Folksonomies Web 2.0

OPAC2.0 – New feature – more similar searches

Continuing on the additions from yesterday.

Today we added the top three search terms for each object to the USER KEYWORD section of an object page. This section is where folksonomy tags can be added and deleted.

Here is a 1960s raincoat for example.

Why did we add this to the USER KEYWORDS section?

What we are finding through our ongoing analysis of folksonomy tagging behaviour is that users are generally adding synonyms. What folksonomies are doing in this instance is effectively ‘crowd-sourcing’ synonym generation. Now when a user searches for term and selects an object from a list of results they are making an association between the object and that term. In many instances these may be tentative associations and generally full of false drops, but when aggregated patterns begin to emerge (see Chan 2006 forthcoming). Effectively on our site we are noticing that the search terms are beginning to offer the same kind of synonym behaviour that tags do.

We are presenting them together as a way of making explicit the terms that are already associated with an object (automatically). This way we hope to improve the diversity of user tags (why tag with a word/term that already appears?). This is just a trial though and if we see little or no change then we may move the search terms off to a separate section.

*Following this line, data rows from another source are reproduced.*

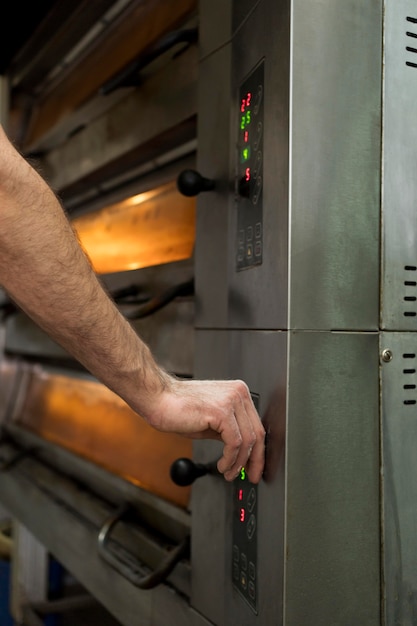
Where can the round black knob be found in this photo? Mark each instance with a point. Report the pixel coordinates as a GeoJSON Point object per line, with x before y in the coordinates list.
{"type": "Point", "coordinates": [191, 183]}
{"type": "Point", "coordinates": [184, 471]}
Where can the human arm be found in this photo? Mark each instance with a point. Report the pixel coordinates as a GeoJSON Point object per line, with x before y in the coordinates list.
{"type": "Point", "coordinates": [46, 272]}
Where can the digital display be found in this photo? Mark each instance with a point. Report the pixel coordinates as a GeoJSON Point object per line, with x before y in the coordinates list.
{"type": "Point", "coordinates": [244, 562]}
{"type": "Point", "coordinates": [249, 167]}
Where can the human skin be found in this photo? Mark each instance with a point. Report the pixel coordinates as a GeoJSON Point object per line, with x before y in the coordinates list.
{"type": "Point", "coordinates": [47, 273]}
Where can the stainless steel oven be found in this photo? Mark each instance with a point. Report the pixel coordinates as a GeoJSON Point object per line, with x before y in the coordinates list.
{"type": "Point", "coordinates": [304, 273]}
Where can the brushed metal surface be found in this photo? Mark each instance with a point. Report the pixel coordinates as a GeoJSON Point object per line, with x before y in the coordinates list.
{"type": "Point", "coordinates": [399, 270]}
{"type": "Point", "coordinates": [335, 164]}
{"type": "Point", "coordinates": [212, 220]}
{"type": "Point", "coordinates": [332, 552]}
{"type": "Point", "coordinates": [399, 462]}
{"type": "Point", "coordinates": [259, 358]}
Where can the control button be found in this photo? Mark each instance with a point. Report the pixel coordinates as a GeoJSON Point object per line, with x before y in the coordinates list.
{"type": "Point", "coordinates": [252, 492]}
{"type": "Point", "coordinates": [258, 164]}
{"type": "Point", "coordinates": [235, 571]}
{"type": "Point", "coordinates": [258, 136]}
{"type": "Point", "coordinates": [258, 99]}
{"type": "Point", "coordinates": [250, 530]}
{"type": "Point", "coordinates": [257, 190]}
{"type": "Point", "coordinates": [243, 580]}
{"type": "Point", "coordinates": [236, 553]}
{"type": "Point", "coordinates": [243, 187]}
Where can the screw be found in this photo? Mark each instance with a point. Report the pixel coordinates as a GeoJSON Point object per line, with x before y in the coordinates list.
{"type": "Point", "coordinates": [386, 355]}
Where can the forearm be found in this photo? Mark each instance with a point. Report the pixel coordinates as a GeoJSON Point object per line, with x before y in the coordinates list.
{"type": "Point", "coordinates": [44, 269]}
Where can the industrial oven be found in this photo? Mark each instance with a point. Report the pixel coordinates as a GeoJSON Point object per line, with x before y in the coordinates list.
{"type": "Point", "coordinates": [304, 276]}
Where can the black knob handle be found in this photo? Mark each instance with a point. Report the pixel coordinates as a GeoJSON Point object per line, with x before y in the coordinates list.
{"type": "Point", "coordinates": [191, 183]}
{"type": "Point", "coordinates": [184, 471]}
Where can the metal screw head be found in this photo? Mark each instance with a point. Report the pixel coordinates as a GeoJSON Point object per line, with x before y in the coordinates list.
{"type": "Point", "coordinates": [386, 355]}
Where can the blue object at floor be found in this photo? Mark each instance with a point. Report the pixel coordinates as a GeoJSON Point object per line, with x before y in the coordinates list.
{"type": "Point", "coordinates": [5, 617]}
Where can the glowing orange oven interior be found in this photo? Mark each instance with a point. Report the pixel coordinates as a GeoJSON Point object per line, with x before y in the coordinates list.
{"type": "Point", "coordinates": [88, 419]}
{"type": "Point", "coordinates": [83, 416]}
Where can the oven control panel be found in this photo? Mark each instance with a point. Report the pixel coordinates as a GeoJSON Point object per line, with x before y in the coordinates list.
{"type": "Point", "coordinates": [244, 558]}
{"type": "Point", "coordinates": [249, 183]}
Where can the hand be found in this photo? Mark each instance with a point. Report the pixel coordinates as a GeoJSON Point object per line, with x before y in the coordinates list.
{"type": "Point", "coordinates": [220, 410]}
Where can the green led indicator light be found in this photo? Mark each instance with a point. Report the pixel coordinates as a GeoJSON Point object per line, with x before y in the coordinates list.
{"type": "Point", "coordinates": [245, 154]}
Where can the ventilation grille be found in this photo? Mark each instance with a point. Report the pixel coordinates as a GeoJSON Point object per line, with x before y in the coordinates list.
{"type": "Point", "coordinates": [410, 284]}
{"type": "Point", "coordinates": [409, 379]}
{"type": "Point", "coordinates": [411, 45]}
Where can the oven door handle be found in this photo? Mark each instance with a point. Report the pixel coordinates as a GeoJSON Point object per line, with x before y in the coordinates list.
{"type": "Point", "coordinates": [129, 566]}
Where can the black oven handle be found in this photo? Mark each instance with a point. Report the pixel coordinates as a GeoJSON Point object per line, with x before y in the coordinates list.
{"type": "Point", "coordinates": [129, 566]}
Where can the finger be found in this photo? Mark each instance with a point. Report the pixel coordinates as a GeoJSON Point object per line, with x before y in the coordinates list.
{"type": "Point", "coordinates": [256, 459]}
{"type": "Point", "coordinates": [245, 418]}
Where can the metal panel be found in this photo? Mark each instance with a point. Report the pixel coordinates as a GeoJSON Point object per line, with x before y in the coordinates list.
{"type": "Point", "coordinates": [259, 358]}
{"type": "Point", "coordinates": [399, 311]}
{"type": "Point", "coordinates": [212, 227]}
{"type": "Point", "coordinates": [332, 530]}
{"type": "Point", "coordinates": [399, 424]}
{"type": "Point", "coordinates": [335, 157]}
{"type": "Point", "coordinates": [264, 35]}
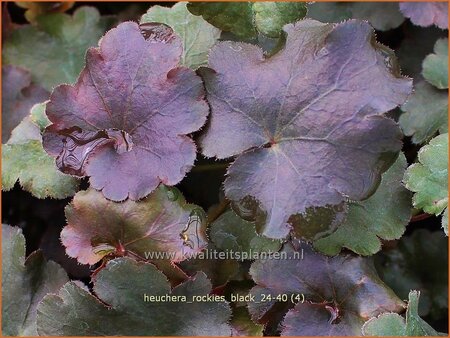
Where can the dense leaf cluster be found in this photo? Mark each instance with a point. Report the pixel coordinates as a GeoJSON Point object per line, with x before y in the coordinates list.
{"type": "Point", "coordinates": [297, 131]}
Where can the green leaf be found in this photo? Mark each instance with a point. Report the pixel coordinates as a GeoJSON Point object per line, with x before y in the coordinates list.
{"type": "Point", "coordinates": [382, 16]}
{"type": "Point", "coordinates": [247, 19]}
{"type": "Point", "coordinates": [122, 285]}
{"type": "Point", "coordinates": [270, 17]}
{"type": "Point", "coordinates": [435, 66]}
{"type": "Point", "coordinates": [219, 271]}
{"type": "Point", "coordinates": [416, 44]}
{"type": "Point", "coordinates": [162, 223]}
{"type": "Point", "coordinates": [384, 215]}
{"type": "Point", "coordinates": [231, 233]}
{"type": "Point", "coordinates": [24, 283]}
{"type": "Point", "coordinates": [197, 35]}
{"type": "Point", "coordinates": [418, 262]}
{"type": "Point", "coordinates": [425, 113]}
{"type": "Point", "coordinates": [36, 9]}
{"type": "Point", "coordinates": [19, 95]}
{"type": "Point", "coordinates": [24, 159]}
{"type": "Point", "coordinates": [58, 44]}
{"type": "Point", "coordinates": [392, 324]}
{"type": "Point", "coordinates": [428, 178]}
{"type": "Point", "coordinates": [333, 296]}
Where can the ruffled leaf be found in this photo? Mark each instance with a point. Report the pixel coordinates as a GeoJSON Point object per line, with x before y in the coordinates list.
{"type": "Point", "coordinates": [24, 160]}
{"type": "Point", "coordinates": [384, 215]}
{"type": "Point", "coordinates": [382, 16]}
{"type": "Point", "coordinates": [428, 178]}
{"type": "Point", "coordinates": [119, 306]}
{"type": "Point", "coordinates": [124, 122]}
{"type": "Point", "coordinates": [198, 36]}
{"type": "Point", "coordinates": [426, 13]}
{"type": "Point", "coordinates": [36, 9]}
{"type": "Point", "coordinates": [19, 95]}
{"type": "Point", "coordinates": [250, 18]}
{"type": "Point", "coordinates": [425, 113]}
{"type": "Point", "coordinates": [307, 123]}
{"type": "Point", "coordinates": [392, 324]}
{"type": "Point", "coordinates": [418, 262]}
{"type": "Point", "coordinates": [25, 282]}
{"type": "Point", "coordinates": [162, 223]}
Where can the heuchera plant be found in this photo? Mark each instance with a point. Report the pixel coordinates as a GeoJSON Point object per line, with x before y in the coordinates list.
{"type": "Point", "coordinates": [250, 168]}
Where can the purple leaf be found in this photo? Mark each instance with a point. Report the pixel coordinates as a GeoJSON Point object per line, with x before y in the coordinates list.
{"type": "Point", "coordinates": [333, 296]}
{"type": "Point", "coordinates": [124, 122]}
{"type": "Point", "coordinates": [19, 95]}
{"type": "Point", "coordinates": [426, 13]}
{"type": "Point", "coordinates": [307, 123]}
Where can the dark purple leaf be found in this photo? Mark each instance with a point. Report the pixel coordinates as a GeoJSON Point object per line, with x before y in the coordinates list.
{"type": "Point", "coordinates": [426, 13]}
{"type": "Point", "coordinates": [333, 296]}
{"type": "Point", "coordinates": [307, 123]}
{"type": "Point", "coordinates": [18, 96]}
{"type": "Point", "coordinates": [124, 122]}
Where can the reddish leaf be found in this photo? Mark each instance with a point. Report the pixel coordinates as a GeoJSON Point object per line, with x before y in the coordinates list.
{"type": "Point", "coordinates": [124, 122]}
{"type": "Point", "coordinates": [19, 95]}
{"type": "Point", "coordinates": [307, 122]}
{"type": "Point", "coordinates": [161, 223]}
{"type": "Point", "coordinates": [333, 296]}
{"type": "Point", "coordinates": [426, 13]}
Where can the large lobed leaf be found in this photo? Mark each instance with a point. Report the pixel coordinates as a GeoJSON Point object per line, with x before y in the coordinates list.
{"type": "Point", "coordinates": [426, 13]}
{"type": "Point", "coordinates": [24, 160]}
{"type": "Point", "coordinates": [36, 9]}
{"type": "Point", "coordinates": [25, 282]}
{"type": "Point", "coordinates": [307, 123]}
{"type": "Point", "coordinates": [122, 285]}
{"type": "Point", "coordinates": [340, 293]}
{"type": "Point", "coordinates": [124, 122]}
{"type": "Point", "coordinates": [161, 223]}
{"type": "Point", "coordinates": [19, 95]}
{"type": "Point", "coordinates": [53, 51]}
{"type": "Point", "coordinates": [384, 215]}
{"type": "Point", "coordinates": [392, 324]}
{"type": "Point", "coordinates": [248, 19]}
{"type": "Point", "coordinates": [419, 262]}
{"type": "Point", "coordinates": [428, 178]}
{"type": "Point", "coordinates": [198, 36]}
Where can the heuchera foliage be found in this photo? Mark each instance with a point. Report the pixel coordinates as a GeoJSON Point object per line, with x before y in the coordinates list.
{"type": "Point", "coordinates": [303, 143]}
{"type": "Point", "coordinates": [314, 152]}
{"type": "Point", "coordinates": [124, 122]}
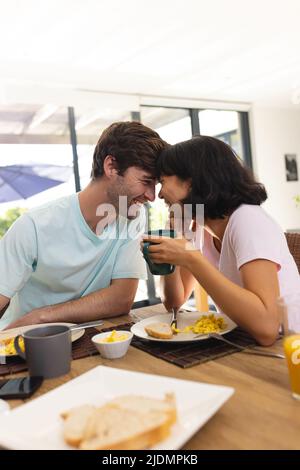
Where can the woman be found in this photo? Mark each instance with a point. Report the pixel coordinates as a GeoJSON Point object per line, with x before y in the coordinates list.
{"type": "Point", "coordinates": [245, 263]}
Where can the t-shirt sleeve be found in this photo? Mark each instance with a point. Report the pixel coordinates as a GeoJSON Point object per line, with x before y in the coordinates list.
{"type": "Point", "coordinates": [130, 262]}
{"type": "Point", "coordinates": [18, 255]}
{"type": "Point", "coordinates": [254, 235]}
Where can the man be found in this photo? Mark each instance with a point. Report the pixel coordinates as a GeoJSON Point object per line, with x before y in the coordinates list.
{"type": "Point", "coordinates": [62, 262]}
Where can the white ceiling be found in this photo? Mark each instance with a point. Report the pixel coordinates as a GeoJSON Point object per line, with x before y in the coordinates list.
{"type": "Point", "coordinates": [229, 50]}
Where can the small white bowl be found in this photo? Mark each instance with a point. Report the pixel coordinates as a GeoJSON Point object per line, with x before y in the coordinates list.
{"type": "Point", "coordinates": [112, 350]}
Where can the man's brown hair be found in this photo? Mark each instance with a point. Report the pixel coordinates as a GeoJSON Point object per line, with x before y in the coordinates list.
{"type": "Point", "coordinates": [131, 144]}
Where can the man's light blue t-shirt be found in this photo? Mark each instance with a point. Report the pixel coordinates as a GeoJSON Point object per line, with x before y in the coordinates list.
{"type": "Point", "coordinates": [50, 255]}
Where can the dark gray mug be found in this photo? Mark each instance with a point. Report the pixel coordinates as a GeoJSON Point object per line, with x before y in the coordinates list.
{"type": "Point", "coordinates": [47, 350]}
{"type": "Point", "coordinates": [164, 268]}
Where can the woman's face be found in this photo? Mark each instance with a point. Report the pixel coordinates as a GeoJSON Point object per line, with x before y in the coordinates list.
{"type": "Point", "coordinates": [173, 189]}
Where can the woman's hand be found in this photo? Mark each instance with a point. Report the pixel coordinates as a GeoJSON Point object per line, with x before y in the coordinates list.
{"type": "Point", "coordinates": [169, 250]}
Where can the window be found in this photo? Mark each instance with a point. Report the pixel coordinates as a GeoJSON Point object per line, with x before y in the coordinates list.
{"type": "Point", "coordinates": [223, 125]}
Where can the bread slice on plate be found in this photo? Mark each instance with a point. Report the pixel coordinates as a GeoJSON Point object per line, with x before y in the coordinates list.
{"type": "Point", "coordinates": [159, 330]}
{"type": "Point", "coordinates": [147, 405]}
{"type": "Point", "coordinates": [126, 423]}
{"type": "Point", "coordinates": [75, 423]}
{"type": "Point", "coordinates": [114, 428]}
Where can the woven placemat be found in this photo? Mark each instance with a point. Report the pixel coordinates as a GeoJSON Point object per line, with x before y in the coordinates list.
{"type": "Point", "coordinates": [183, 355]}
{"type": "Point", "coordinates": [191, 354]}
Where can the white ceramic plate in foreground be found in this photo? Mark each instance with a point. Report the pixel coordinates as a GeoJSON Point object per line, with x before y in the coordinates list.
{"type": "Point", "coordinates": [38, 425]}
{"type": "Point", "coordinates": [183, 319]}
{"type": "Point", "coordinates": [12, 333]}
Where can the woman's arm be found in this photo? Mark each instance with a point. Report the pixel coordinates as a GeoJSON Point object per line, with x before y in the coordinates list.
{"type": "Point", "coordinates": [253, 306]}
{"type": "Point", "coordinates": [177, 287]}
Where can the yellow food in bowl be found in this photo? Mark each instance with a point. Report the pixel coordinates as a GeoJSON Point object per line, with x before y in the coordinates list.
{"type": "Point", "coordinates": [204, 325]}
{"type": "Point", "coordinates": [114, 337]}
{"type": "Point", "coordinates": [7, 347]}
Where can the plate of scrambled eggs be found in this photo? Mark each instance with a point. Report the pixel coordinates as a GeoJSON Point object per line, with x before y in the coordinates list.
{"type": "Point", "coordinates": [7, 337]}
{"type": "Point", "coordinates": [191, 326]}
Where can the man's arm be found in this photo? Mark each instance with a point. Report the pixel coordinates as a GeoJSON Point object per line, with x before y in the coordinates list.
{"type": "Point", "coordinates": [4, 301]}
{"type": "Point", "coordinates": [111, 301]}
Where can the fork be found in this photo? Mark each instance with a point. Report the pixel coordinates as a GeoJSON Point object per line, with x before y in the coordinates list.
{"type": "Point", "coordinates": [257, 352]}
{"type": "Point", "coordinates": [174, 316]}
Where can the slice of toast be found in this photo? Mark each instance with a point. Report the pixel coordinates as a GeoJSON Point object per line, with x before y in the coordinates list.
{"type": "Point", "coordinates": [115, 428]}
{"type": "Point", "coordinates": [159, 330]}
{"type": "Point", "coordinates": [127, 423]}
{"type": "Point", "coordinates": [75, 424]}
{"type": "Point", "coordinates": [148, 405]}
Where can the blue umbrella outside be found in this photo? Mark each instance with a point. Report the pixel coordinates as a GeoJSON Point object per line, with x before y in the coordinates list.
{"type": "Point", "coordinates": [23, 181]}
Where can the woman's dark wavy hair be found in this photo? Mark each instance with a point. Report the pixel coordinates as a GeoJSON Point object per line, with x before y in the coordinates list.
{"type": "Point", "coordinates": [219, 179]}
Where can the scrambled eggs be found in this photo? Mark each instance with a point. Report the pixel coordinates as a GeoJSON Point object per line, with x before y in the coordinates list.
{"type": "Point", "coordinates": [204, 325]}
{"type": "Point", "coordinates": [7, 346]}
{"type": "Point", "coordinates": [114, 337]}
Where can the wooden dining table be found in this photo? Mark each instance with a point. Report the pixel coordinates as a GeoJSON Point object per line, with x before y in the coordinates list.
{"type": "Point", "coordinates": [261, 414]}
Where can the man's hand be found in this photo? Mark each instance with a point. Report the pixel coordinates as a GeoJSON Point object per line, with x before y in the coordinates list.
{"type": "Point", "coordinates": [32, 318]}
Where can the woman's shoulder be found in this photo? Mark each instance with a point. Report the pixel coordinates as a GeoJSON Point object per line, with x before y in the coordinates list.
{"type": "Point", "coordinates": [248, 213]}
{"type": "Point", "coordinates": [253, 219]}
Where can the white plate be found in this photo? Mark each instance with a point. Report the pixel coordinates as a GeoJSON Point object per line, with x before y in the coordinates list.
{"type": "Point", "coordinates": [12, 333]}
{"type": "Point", "coordinates": [37, 424]}
{"type": "Point", "coordinates": [183, 319]}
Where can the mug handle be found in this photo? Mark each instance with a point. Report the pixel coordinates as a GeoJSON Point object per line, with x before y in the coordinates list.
{"type": "Point", "coordinates": [17, 347]}
{"type": "Point", "coordinates": [145, 249]}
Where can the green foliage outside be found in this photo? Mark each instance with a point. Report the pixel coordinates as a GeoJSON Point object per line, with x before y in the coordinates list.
{"type": "Point", "coordinates": [8, 219]}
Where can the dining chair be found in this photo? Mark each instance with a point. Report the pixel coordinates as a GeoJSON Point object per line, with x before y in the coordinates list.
{"type": "Point", "coordinates": [293, 241]}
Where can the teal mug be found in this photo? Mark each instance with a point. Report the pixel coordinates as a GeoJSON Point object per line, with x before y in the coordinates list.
{"type": "Point", "coordinates": [159, 269]}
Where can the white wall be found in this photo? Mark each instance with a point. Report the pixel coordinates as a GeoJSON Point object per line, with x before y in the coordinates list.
{"type": "Point", "coordinates": [274, 133]}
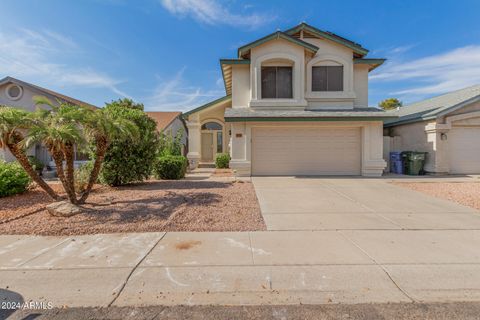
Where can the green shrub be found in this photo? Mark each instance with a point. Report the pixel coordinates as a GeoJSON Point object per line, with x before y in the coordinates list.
{"type": "Point", "coordinates": [130, 160]}
{"type": "Point", "coordinates": [82, 175]}
{"type": "Point", "coordinates": [169, 145]}
{"type": "Point", "coordinates": [13, 179]}
{"type": "Point", "coordinates": [170, 167]}
{"type": "Point", "coordinates": [222, 160]}
{"type": "Point", "coordinates": [37, 165]}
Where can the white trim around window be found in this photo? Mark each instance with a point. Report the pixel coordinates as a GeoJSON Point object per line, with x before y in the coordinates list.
{"type": "Point", "coordinates": [330, 60]}
{"type": "Point", "coordinates": [298, 76]}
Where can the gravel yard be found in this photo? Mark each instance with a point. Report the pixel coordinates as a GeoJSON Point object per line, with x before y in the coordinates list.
{"type": "Point", "coordinates": [465, 193]}
{"type": "Point", "coordinates": [151, 206]}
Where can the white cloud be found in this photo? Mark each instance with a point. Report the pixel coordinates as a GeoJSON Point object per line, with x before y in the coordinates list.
{"type": "Point", "coordinates": [35, 55]}
{"type": "Point", "coordinates": [434, 74]}
{"type": "Point", "coordinates": [212, 12]}
{"type": "Point", "coordinates": [176, 94]}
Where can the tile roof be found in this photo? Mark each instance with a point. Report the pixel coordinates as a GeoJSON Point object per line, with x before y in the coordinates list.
{"type": "Point", "coordinates": [163, 118]}
{"type": "Point", "coordinates": [356, 113]}
{"type": "Point", "coordinates": [430, 108]}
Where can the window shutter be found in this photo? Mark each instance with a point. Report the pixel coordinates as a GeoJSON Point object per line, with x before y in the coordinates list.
{"type": "Point", "coordinates": [327, 78]}
{"type": "Point", "coordinates": [268, 82]}
{"type": "Point", "coordinates": [284, 82]}
{"type": "Point", "coordinates": [319, 78]}
{"type": "Point", "coordinates": [335, 78]}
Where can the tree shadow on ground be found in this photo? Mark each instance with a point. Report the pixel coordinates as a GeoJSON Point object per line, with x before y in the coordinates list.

I’d welcome any comments or thoughts on this as we’re experimenting here.

Folksonomies Web 2.0

OPAC2.0 – New feature – similar searches

Take a look at the new ‘related searches’ feature on our collection search.

Now a search for ‘glass‘ will these ‘similar searches’ –

glassware vase bottles bowl bowls

This result will change over time. Hopefully we will implement a timescale simulator in our upcoming ‘experimental’ browsing section which will allow users to view the changing search language over time.

How does it work?

Because we keep a large store of relationships between search terms and clicked objects, we are able to reverse query terms such as ‘glass’ and see what terms have been used to find similar objects. We currently show only the top 5 terms – aggregated – which lessens the probability of ‘false drops’. False drops are most likely to occur for uncommon search terms although this will change over time, too.

Does this use folksonomy tags?

Yes. We allow user tags to be included in the search terms and from time to time certain objects will be most visited as a result of their user tag.

Folksonomies Web 2.0

OPAC2.0: A better search is here

Today we finally ironed out one of the major problems with the search engine on our OPAC2.0/collection database.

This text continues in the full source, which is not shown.